Зато я лучше и отчетливее воспринимала реальность и себя в ней, лежащую ничком на полу, холодном, наверняка каменном. В одежде из тонкой, шуршащей ткани. Стоило моему слуху уловить это шуршание, меня оглушило множество других звуков, громких и негативных: крики ужаса, паники, боли, страха, яростной ругани и стоны. Одновременно что-то трещало, звенело и разбивалось в дребезги…
Повернув голову, я сперва обрадовалась, что в принципе смогла это сделать. А потом замерла, в шоке разглядывая творившееся вокруг. Сплошной хаос, где метались люди, нарядно или строго одетые. Кто-то размахивал холодным оружием, кто-то формировал в руках темные сгустки и запускал их в толпу.
У ближайшей ко мне колонны, всего в паре метров, находились двое.
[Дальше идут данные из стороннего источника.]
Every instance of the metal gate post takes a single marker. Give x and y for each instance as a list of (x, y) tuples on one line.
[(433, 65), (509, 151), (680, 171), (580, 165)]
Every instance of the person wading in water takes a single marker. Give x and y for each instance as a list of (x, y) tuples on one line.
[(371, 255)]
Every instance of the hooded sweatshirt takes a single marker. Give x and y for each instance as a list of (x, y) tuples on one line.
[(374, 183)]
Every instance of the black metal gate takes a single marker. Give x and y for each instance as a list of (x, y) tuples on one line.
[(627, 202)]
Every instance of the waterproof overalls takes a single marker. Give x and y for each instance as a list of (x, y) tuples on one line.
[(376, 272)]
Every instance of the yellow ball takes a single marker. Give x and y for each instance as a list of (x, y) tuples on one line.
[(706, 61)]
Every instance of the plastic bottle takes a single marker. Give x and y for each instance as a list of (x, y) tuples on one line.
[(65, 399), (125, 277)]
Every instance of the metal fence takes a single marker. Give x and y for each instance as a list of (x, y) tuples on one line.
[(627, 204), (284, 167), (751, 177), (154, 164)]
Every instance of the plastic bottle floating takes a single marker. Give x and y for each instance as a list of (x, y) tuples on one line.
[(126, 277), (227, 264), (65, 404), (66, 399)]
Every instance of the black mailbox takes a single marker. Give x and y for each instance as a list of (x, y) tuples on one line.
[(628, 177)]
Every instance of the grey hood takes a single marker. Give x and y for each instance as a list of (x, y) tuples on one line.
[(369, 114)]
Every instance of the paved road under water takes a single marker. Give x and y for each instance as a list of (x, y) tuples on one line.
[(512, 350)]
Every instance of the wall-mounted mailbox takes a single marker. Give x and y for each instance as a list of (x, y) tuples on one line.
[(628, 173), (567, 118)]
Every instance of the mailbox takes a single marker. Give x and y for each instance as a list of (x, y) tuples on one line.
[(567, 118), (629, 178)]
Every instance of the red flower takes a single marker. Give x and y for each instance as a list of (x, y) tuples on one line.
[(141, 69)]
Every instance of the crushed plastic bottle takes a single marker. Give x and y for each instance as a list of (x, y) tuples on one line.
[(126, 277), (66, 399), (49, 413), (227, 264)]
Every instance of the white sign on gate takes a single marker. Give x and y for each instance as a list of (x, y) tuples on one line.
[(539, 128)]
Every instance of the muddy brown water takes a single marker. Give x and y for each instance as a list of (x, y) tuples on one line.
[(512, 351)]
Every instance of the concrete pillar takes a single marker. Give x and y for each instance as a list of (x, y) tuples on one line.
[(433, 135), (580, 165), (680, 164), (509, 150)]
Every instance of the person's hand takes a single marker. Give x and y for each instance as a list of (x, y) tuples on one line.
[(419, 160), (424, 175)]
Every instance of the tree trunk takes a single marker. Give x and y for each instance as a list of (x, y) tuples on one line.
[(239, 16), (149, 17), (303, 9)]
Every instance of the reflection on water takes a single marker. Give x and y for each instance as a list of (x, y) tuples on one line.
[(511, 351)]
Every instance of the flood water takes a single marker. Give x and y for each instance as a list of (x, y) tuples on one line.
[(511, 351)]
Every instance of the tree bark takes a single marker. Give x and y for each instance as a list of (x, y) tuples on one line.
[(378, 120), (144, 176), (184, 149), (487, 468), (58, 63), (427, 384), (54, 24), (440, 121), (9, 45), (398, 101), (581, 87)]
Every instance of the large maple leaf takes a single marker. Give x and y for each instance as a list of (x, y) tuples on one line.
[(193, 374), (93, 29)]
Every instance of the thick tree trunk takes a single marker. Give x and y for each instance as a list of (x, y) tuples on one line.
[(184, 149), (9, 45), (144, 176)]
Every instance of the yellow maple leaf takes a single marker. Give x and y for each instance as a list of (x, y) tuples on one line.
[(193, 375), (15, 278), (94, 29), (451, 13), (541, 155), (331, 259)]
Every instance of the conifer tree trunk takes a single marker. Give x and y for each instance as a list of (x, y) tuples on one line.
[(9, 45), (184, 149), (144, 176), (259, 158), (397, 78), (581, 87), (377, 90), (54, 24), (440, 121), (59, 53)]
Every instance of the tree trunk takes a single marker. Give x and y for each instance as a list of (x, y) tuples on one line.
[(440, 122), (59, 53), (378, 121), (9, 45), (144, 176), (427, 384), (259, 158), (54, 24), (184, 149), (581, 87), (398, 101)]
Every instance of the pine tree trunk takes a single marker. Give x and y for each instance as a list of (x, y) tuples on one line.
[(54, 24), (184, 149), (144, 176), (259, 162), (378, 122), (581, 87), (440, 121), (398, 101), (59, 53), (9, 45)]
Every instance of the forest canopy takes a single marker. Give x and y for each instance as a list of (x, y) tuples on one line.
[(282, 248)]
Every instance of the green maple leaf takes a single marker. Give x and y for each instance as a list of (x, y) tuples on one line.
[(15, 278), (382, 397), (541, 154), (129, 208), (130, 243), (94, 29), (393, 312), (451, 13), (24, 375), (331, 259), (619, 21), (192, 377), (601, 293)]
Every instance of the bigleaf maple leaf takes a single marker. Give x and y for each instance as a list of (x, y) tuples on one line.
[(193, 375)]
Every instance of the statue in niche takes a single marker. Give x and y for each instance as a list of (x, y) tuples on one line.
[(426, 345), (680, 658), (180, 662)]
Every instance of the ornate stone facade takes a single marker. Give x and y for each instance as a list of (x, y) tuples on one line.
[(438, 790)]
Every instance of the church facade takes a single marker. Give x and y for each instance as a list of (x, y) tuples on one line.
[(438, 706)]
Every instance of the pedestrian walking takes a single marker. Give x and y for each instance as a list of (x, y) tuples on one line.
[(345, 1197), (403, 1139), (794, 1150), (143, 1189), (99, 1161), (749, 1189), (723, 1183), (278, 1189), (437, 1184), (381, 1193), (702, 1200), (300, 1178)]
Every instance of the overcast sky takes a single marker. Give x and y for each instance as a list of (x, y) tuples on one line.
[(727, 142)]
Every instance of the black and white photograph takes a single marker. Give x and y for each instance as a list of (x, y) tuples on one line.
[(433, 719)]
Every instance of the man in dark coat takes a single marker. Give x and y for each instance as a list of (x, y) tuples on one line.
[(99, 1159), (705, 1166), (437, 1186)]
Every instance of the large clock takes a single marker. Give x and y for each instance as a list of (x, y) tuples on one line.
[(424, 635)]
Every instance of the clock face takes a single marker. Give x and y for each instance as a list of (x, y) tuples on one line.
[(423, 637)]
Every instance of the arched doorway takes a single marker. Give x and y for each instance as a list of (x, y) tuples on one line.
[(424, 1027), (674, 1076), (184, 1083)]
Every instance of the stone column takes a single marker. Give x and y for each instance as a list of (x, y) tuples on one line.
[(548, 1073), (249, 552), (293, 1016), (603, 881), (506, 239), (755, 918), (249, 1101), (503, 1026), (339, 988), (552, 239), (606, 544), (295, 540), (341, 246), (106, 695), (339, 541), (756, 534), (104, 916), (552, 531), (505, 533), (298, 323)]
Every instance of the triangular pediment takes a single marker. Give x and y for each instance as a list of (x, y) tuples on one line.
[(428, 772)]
На боку лежала девушка с волосами красивого, редкого, светло-серебристого оттенка, искусно уложенными в высокую прическу, с великолепной диадемой. С широко распахнутыми остановившимися глазами не менее редкого, фиалкового цвета, насыщенность которого подчеркивало бальное платье из воздушного сиреневого батиста. На округлой, приподнятой корсетом груди этой экзотической красавицы виднелось тяжелое ожерелье с крупными фиолетовыми камнями, аметистами, наверное; несколько браслетов с камнями поменьше обвивали ее тонкие, изящные запястья.
Девушка была совершенна, если бы не совершенно пустой, безжизненный взгляд. И не торчавший из ее из спины клинок с фигурной ручкой, украшенной драгоценными камнями.
Симпатичный черноволосый мужчина, сидевший рядом с мертвой красавицей, обессиленно привалившись к колонне, смотрел на меня удивительными глазами: серый цвет радужки темнел от светлого у зрачка к совсем темному к белкам. Лет тридцати пяти на вид. Одет в темные брюки, туфли и черный бархатный сюртук, расшитый золотом на лацканах и рукавах. Вроде строгий, простой наряд, если бы не массивная золотая цепь с медалью на его груди и не тонкий обруч венца на голове, указывающие, что их обладатель облечен огромной властью.
Незнакомец не двигался, дышал с трудом и не отрываясь смотрел на меня. В его необычных глазах плескалось море разочарования и боли, душевной и физической. Так может смотреть только тот, кого предали. Предали самые близкие и любимые.